In its regular form, the size is perfect for an attached 24-70, but a zippered expansion will allow something slightly longer such as a 100mm prime lens or a 24-70 with the hood attached. In expanded form, the bag will carry an attached 70-200 f/2.8. The expansion could also be used to carry a small second lens tucked at the bottom, if you wrapped it up in a protective case like the Tamrac Goblin.
The Top Loader has a wide rear mesh loop for attachment to a backpack hip belt. This works particularly well with Shomoda’s Action-X pack series as the belt padding is designed to perfectly match the Top Loader. It can also be worn on your shoulder with the included shoulder strap or attached to the front of a pack using optional straps and four d-rings on the holster. If you want more details and photos of this holster, you should also take a look at my detailed Shimoda Top Loader review.
Think Tank Digital Holster 150
Think Tank’s Digital Holster series actually spans seven different sizes, but the 150 is a real standout and deserves a specific mention in this guide. The Digital Holster 150 is the largest model in the series. It sells for $109 and is able to comfortably accommodate a pro-sized body and a telephoto zoom lens such as the Tamron or Sigma 150-600mm, the Sony 200-600mm, the Nikon 200-500m, the Canon RF 100-500mm or any 100-400mm.
The size of this holster makes it a unique offering on the market. I love using it to carry a Sony 200-600mm lens attached to my camera when I’m driving around national parks on the lookout for wildlife. In the past, I have written about how important it is to have a telephoto lens accessible at a second’s notice when searching for wildlife, and this Digital Holster 150 is perfect for the job. It even has a pocket for your teleconverter and two more for miscellaneous accessories. On the outside, there’s a pocket and straps to carry a monopod or attach additional gear pouches. For more details on this bag, read my ThinkTank Digital Holster 150 review.
Related Post: 8 Easy Tips for Photographing Wildlife from Your Car
Purchase from Think Tank and Get a Free Gift
If you follow any of the links on this page to the Think Tank site to purchase anything you will be able to claim a free gift when you spend more than $50. You can select which gift you want at the checkout and you can choose from memory card wallets, cable bags and several other small modular components. For more details, visit this page.

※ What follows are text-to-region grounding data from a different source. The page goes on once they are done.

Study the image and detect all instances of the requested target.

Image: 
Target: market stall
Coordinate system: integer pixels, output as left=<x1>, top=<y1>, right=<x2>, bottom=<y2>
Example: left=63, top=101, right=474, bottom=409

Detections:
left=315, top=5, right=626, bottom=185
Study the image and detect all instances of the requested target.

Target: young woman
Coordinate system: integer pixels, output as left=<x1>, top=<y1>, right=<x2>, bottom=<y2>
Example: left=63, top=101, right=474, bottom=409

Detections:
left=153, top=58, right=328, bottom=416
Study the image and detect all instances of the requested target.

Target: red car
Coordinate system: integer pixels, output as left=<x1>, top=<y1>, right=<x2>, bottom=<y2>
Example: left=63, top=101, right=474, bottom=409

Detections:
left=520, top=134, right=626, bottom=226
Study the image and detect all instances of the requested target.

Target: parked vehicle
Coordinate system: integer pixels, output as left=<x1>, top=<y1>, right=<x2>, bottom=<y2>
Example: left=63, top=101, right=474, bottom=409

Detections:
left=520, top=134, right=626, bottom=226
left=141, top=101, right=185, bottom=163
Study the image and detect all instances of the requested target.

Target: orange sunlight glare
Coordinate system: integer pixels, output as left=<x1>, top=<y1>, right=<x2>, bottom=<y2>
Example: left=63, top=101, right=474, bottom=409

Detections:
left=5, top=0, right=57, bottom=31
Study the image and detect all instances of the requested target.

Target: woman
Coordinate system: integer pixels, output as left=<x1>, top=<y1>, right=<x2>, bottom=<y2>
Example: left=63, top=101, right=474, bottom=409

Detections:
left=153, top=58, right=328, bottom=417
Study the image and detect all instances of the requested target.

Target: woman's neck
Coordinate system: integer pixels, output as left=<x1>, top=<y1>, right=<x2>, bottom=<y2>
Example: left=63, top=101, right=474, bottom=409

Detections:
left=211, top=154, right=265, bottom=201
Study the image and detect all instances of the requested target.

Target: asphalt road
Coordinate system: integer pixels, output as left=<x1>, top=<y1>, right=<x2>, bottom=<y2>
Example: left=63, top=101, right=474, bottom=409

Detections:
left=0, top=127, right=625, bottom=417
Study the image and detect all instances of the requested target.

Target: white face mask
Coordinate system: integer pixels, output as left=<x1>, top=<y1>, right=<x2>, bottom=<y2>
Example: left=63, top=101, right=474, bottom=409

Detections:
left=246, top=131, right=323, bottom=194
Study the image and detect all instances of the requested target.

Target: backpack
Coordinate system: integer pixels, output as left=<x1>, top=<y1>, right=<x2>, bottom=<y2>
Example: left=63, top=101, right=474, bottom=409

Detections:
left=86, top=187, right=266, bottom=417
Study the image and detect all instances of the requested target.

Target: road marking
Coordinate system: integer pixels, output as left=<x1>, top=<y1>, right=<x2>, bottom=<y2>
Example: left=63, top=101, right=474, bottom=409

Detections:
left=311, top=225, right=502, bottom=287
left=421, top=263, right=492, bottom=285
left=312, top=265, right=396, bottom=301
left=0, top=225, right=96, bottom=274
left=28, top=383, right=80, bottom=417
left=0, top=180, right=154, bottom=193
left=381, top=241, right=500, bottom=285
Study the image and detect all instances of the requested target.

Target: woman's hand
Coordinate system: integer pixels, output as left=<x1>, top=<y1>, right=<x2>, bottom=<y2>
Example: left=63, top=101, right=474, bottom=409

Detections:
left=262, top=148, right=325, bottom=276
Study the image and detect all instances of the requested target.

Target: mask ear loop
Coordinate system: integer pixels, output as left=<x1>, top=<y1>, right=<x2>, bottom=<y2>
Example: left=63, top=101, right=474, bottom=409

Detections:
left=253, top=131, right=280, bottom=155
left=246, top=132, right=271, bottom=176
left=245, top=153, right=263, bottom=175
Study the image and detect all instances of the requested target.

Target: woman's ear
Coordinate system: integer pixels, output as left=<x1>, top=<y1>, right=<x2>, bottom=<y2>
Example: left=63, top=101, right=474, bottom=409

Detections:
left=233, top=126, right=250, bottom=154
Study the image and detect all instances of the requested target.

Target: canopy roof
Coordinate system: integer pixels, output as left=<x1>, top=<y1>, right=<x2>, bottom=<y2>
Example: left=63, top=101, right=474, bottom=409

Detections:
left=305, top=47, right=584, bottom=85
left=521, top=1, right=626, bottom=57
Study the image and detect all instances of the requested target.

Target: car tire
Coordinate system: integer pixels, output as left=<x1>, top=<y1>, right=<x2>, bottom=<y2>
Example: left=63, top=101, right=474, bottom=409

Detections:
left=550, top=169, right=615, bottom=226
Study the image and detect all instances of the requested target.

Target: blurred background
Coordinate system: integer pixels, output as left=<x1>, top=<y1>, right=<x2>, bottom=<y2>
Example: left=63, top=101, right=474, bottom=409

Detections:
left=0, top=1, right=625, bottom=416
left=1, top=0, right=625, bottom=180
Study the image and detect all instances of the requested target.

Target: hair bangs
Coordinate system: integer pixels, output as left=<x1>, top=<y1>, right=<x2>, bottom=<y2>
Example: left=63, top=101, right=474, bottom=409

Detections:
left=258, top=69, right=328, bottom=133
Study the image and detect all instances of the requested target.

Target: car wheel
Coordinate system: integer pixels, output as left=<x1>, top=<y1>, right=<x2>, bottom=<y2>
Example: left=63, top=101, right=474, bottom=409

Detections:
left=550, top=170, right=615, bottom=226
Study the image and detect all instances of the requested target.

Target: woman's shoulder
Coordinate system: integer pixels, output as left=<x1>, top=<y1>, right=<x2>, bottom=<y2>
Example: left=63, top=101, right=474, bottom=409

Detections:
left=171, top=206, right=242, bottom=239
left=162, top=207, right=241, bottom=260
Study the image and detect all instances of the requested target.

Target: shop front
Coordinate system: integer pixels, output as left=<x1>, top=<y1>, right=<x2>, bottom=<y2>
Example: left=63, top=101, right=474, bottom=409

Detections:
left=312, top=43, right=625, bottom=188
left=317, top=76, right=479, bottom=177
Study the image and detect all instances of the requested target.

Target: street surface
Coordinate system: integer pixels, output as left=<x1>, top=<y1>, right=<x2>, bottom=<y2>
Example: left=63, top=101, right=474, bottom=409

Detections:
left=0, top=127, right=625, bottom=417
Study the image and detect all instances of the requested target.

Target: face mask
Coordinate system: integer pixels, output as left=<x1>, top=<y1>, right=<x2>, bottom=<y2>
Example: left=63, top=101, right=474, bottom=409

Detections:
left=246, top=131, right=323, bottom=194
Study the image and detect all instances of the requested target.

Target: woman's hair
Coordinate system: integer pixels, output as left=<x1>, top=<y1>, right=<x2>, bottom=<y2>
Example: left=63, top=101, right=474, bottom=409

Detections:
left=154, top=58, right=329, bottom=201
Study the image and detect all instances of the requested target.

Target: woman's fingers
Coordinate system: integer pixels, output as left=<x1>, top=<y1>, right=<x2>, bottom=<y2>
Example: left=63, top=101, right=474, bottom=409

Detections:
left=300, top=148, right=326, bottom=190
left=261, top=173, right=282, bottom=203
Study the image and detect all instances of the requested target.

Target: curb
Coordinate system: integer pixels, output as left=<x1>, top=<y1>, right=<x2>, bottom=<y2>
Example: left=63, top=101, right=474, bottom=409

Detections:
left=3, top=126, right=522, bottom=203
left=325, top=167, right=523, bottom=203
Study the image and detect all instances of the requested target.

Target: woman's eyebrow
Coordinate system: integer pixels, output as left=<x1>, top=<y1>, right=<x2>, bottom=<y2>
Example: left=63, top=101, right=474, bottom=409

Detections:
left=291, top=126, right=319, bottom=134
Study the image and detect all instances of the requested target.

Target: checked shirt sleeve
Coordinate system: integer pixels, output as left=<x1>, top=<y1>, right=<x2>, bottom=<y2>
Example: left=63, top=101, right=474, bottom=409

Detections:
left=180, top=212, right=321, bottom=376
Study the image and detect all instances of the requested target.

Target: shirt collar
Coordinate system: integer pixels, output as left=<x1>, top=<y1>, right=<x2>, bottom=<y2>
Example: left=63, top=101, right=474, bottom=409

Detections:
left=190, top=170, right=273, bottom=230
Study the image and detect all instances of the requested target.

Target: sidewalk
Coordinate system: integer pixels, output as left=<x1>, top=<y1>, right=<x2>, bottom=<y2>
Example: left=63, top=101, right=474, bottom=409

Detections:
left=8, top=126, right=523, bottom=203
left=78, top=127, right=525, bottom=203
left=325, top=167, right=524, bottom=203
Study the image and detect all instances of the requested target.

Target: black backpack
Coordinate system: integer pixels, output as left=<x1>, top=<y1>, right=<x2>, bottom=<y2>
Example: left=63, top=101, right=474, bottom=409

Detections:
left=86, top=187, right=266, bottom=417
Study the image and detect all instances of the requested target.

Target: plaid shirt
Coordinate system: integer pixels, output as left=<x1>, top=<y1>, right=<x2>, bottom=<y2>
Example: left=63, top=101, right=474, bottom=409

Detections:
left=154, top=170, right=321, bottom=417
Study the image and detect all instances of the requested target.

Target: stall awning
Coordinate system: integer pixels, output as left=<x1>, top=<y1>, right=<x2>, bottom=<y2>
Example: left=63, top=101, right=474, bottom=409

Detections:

MindShift Outbound Holster
The Mindshift Outbound Holster used to be called the Multi-Mount Holster. When it went through this name change, it also went through a change of colour. The version I own is the old green Multi-Mount. The newly named Outbound Holster is grey and not green. All the features are the same, although strangely you can only buy the Outbound Holster from B&H Photo. It is not available directly from the Mindshift website.
The Outbound Holster comes with a shoulder strap, a lightweight belt and all the straps you need to mount it onto the front or rear of your pack. This is a nice bonus because some of these strap options are extra purchases with other holsters.
Wandrd Route Pack
The Route Pack from WANDRD was released alongside the Fernweh backpack in their very successful Kickstarter campaign. If you haven’t caught it yet, I suggest you also take a read through my WANDRD Fernweh review.
Much like the Shimoda Top Loader, the Route Pack has an expandable design that allows you to accommodate a DSLR or mirrorless camera with a 24-70mm in its regular mode, or up to a 70-200mm f/2.8 attached in its expanded mode. The Route Pack is built from the same durable, waterproof materials as the Fernweh backpack, and costs $69.